Menteri Perhubungan Dudy Purwagandhi menegaskan, penguatan langkah antisipatif dilakukan melalui peningkatan kewaspadaan unit teknis pusat dan daerah, pemantauan intensif titik rawan banjir dan longsor, serta kesiapan sumber daya manusia dan peralatan pendukung untuk respons cepat apabila terjadi gangguan operasional. “Seluruh unit teknis diminta meningkatkan kewaspadaan dan kesiapan, khususnya di wilayah rawan bencana hidrometeorologi,” ujar Menhub Dudy di Batam, Kepulauan Riau sebagaimana siaran persnya yang diterima , Jumat (30/1/2026).

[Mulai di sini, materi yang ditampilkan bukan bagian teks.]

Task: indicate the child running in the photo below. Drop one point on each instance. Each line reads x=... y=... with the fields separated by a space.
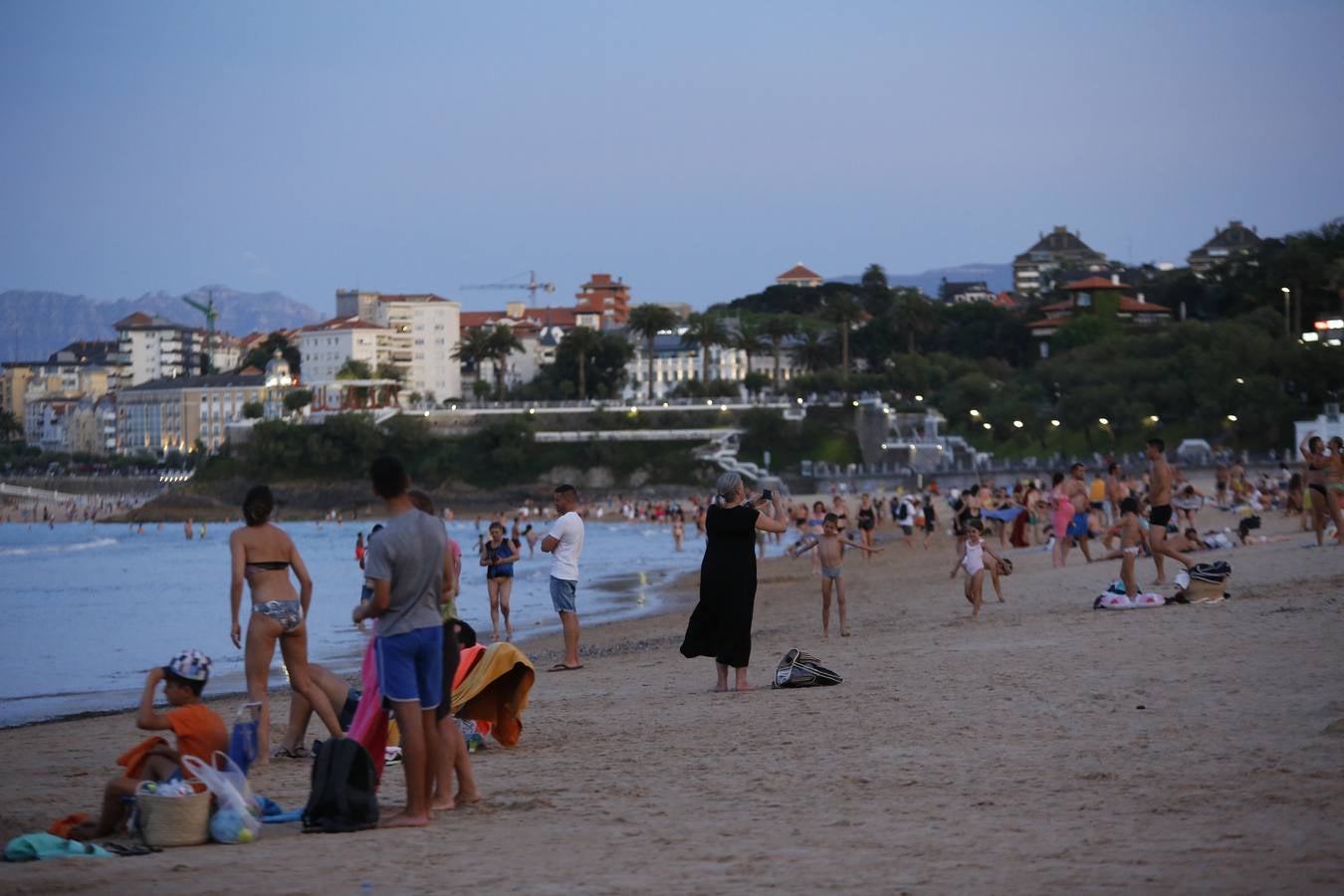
x=830 y=553
x=971 y=558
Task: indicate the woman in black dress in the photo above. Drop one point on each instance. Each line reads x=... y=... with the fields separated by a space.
x=721 y=625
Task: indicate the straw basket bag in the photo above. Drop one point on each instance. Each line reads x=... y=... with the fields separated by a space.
x=172 y=821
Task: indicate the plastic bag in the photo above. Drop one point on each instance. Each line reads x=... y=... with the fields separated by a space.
x=239 y=822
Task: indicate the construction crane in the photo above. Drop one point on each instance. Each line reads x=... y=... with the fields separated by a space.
x=211 y=316
x=531 y=287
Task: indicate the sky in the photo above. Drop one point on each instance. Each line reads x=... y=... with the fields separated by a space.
x=695 y=149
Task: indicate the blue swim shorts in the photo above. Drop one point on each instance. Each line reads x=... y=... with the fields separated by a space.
x=410 y=666
x=561 y=595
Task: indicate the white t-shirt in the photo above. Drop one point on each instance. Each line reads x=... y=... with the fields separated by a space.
x=564 y=558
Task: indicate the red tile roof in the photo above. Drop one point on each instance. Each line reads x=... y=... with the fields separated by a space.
x=1133 y=305
x=1091 y=284
x=798 y=272
x=1050 y=322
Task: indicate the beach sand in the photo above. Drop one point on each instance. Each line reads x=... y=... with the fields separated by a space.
x=1044 y=749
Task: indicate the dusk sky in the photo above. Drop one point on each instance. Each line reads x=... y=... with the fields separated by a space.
x=695 y=149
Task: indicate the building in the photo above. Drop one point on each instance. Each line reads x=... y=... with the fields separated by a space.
x=603 y=301
x=175 y=412
x=540 y=330
x=1232 y=242
x=152 y=348
x=676 y=361
x=965 y=292
x=1054 y=251
x=798 y=276
x=422 y=335
x=327 y=346
x=1097 y=296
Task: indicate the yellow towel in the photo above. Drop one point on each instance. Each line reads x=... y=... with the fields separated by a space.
x=495 y=691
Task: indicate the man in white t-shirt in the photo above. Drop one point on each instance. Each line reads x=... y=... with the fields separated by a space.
x=564 y=545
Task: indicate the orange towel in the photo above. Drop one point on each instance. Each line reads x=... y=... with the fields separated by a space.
x=495 y=691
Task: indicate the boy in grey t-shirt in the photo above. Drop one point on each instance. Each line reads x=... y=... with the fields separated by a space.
x=409 y=565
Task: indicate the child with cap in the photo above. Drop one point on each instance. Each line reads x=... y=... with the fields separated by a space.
x=198 y=729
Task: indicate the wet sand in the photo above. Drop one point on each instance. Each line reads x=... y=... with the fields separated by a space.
x=1044 y=749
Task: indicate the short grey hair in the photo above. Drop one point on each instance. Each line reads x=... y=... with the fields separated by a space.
x=728 y=484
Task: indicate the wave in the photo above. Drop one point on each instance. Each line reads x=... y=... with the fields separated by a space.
x=57 y=549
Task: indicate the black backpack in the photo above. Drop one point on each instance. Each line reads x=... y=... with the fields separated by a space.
x=344 y=788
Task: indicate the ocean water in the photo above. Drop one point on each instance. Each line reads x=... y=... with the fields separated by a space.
x=89 y=608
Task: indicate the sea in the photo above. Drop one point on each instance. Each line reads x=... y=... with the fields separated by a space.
x=91 y=607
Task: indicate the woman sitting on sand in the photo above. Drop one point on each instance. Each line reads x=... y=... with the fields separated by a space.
x=721 y=625
x=262 y=557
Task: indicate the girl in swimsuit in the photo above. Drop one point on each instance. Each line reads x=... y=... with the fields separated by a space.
x=1314 y=476
x=499 y=557
x=262 y=557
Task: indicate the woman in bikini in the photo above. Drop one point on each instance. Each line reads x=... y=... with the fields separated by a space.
x=1316 y=476
x=262 y=557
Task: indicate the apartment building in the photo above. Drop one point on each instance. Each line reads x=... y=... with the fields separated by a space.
x=422 y=335
x=175 y=412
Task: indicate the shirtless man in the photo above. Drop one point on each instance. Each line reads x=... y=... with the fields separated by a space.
x=1077 y=493
x=1160 y=510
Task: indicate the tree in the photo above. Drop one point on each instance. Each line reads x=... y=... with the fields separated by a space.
x=812 y=350
x=298 y=399
x=777 y=328
x=10 y=426
x=706 y=331
x=748 y=340
x=647 y=322
x=352 y=369
x=582 y=342
x=500 y=344
x=473 y=349
x=261 y=354
x=844 y=311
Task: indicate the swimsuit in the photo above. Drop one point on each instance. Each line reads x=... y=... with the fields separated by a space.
x=289 y=614
x=974 y=561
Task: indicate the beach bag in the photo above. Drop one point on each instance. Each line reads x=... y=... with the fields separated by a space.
x=242 y=739
x=237 y=817
x=165 y=817
x=801 y=669
x=342 y=794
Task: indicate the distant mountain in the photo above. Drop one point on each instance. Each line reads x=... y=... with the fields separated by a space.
x=999 y=277
x=34 y=324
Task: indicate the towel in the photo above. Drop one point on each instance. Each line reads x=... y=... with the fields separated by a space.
x=495 y=689
x=369 y=724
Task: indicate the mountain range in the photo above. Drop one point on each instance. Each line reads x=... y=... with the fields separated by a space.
x=35 y=324
x=998 y=277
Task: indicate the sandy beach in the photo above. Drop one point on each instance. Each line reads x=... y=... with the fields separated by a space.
x=1044 y=749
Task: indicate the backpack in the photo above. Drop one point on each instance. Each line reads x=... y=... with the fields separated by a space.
x=342 y=792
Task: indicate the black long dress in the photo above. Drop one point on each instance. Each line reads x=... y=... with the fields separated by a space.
x=721 y=625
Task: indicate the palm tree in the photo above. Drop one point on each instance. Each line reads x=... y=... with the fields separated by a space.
x=473 y=349
x=706 y=331
x=583 y=341
x=748 y=340
x=812 y=350
x=844 y=311
x=502 y=342
x=779 y=328
x=914 y=316
x=647 y=322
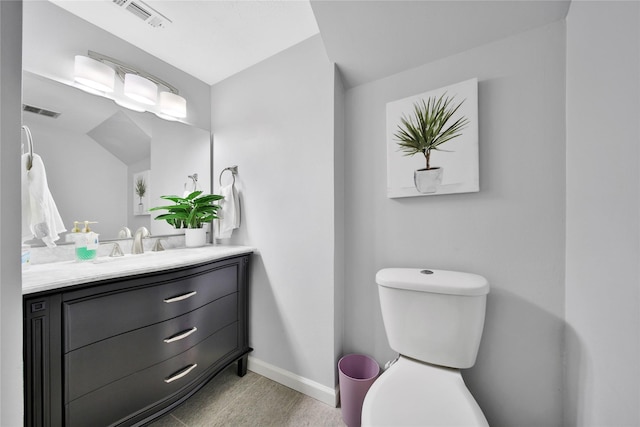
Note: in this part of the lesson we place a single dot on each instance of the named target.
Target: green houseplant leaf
(428, 127)
(191, 211)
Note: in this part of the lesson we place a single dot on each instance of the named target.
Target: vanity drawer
(95, 365)
(123, 398)
(93, 319)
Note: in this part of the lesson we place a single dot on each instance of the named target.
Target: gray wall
(511, 232)
(603, 207)
(275, 121)
(10, 289)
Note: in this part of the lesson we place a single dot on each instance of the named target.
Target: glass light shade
(129, 104)
(140, 89)
(172, 105)
(93, 74)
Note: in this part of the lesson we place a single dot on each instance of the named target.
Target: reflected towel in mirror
(40, 216)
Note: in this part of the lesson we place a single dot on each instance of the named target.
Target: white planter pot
(427, 180)
(195, 237)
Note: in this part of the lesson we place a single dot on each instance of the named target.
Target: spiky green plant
(427, 128)
(191, 211)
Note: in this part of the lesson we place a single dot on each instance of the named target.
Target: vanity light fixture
(138, 90)
(94, 74)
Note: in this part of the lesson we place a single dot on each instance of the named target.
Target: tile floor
(253, 400)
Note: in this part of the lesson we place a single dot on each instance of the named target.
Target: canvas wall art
(432, 142)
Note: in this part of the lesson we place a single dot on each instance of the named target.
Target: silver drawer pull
(181, 373)
(180, 335)
(180, 297)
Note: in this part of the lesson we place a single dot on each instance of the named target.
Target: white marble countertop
(55, 275)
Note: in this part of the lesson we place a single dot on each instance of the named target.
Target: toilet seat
(412, 393)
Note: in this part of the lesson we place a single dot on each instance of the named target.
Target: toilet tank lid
(437, 281)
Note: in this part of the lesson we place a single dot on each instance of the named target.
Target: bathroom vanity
(136, 338)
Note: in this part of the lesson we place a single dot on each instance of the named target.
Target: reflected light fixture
(138, 91)
(94, 74)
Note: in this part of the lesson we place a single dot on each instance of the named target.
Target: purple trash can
(357, 373)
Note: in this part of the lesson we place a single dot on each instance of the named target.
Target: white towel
(40, 216)
(229, 212)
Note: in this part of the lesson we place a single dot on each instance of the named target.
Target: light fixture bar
(122, 69)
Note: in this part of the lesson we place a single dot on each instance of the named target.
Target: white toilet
(434, 319)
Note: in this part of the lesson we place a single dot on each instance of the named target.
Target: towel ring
(27, 131)
(233, 170)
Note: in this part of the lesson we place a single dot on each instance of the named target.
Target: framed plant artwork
(432, 142)
(141, 193)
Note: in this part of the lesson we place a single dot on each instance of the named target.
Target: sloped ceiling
(210, 40)
(369, 40)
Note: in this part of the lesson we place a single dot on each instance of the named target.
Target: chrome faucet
(124, 233)
(138, 246)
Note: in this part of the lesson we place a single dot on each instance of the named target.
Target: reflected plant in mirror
(191, 211)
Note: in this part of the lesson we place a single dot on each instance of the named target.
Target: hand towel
(229, 212)
(40, 216)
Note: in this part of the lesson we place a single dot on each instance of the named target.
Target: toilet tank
(435, 316)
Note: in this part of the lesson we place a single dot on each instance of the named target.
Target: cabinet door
(42, 361)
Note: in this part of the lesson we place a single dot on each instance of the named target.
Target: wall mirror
(97, 154)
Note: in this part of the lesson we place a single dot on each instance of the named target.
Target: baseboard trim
(303, 385)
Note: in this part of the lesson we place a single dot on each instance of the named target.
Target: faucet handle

Berdasarkan informasi Badan Meteorologi, Klimatologi, dan Geofisika (BMKG), periode Selasa (27/1) hingga Senin (2/2) berpotensi terjadi hujan lebat hingga ekstrem yang dapat meningkatkan risiko banjir, banjir bandang, dan tanah longsor. Wilayah yang terdampak lain Sumatra bagian selatan, Jawa, Bali, Nusa Tenggara, Kalimantan, Sulawesi, serta Papua Pegunungan.
Menhub menegaskan bahwa keselamatan perjalanan masyarakat menjadi prioritas utama pemerintah di tengah kondisi cuaca yang tidak menentu. Penyesuaian operasional transportasi dapat dilakukan, mulai dari pengaturan lalu lintas, pembatasan kecepatan, penundaan perjalanan, hingga penghentian sementara layanan apabila kondisi cuaca dinilai berisiko. “Keselamatan adalah hal yang tidak bisa ditawar. Dalam kondisi cuaca ekstrem, kami memilih untuk lebih berhati-hati demi melindungi masyarakat,” tegasnya.
Di sektor jalan dan jalan tol, Kemenhub berkoordinasi dengan Badan Pengatur Jalan Tol (BPJT), operator jalan tol, Kepolisian, dan pemerintah daerah untuk memastikan kesiapan infrastruktur serta pengelolaan lalu lintas. Sementara pada sektor perkeretaapian, patroli dan inspeksi jalur rel ditingkatkan, terutama di wilayah rawan banjir dan longsor, disertai kesiapan penanganan cepat serta pembatasan operasional bila diperlukan.
Pada sektor transportasi laut dan penyeberangan, Kemenhub memperketat pemantauan kondisi cuaca dan gelombang, sejalan dengan peringatan BMKG terkait potensi angin kencang dan hujan lebat di sejumlah perairan. Penyesuaian jadwal hingga penundaan keberangkatan dilakukan apabila kondisi belum memenuhi standar keselamatan.
Adapun di sektor transportasi udara, Kemenhub memastikan kesiapan operasional bandara dan akses menuju bandara melalui koordinasi dengan penyelenggara penerbangan serta layanan navigasi udara untuk menyesuaikan jadwal penerbangan dengan perkembangan cuaca terkini.
Menhub Dudy juga mengimbau masyarakat agar mengutamakan keselamatan dalam merencanakan perjalanan, dengan memantau prakiraan cuaca dan peringatan dini BMKG serta mengikuti arahan petugas di lapangan. “Kami mengimbau masyarakat tidak memaksakan perjalanan jika kondisi cuaca belum memungkinkan. Penundaan perjalanan merupakan bentuk perlindungan keselamatan bersama,” ujarnya.
Kemenhub menegaskan akan terus memperkuat sinergi dengan BMKG, pemerintah daerah, aparat keamanan, dan seluruh pemangku kepentingan guna memastikan sistem transportasi nasional tetap aman, andal, dan responsif terhadap dinamika cuaca.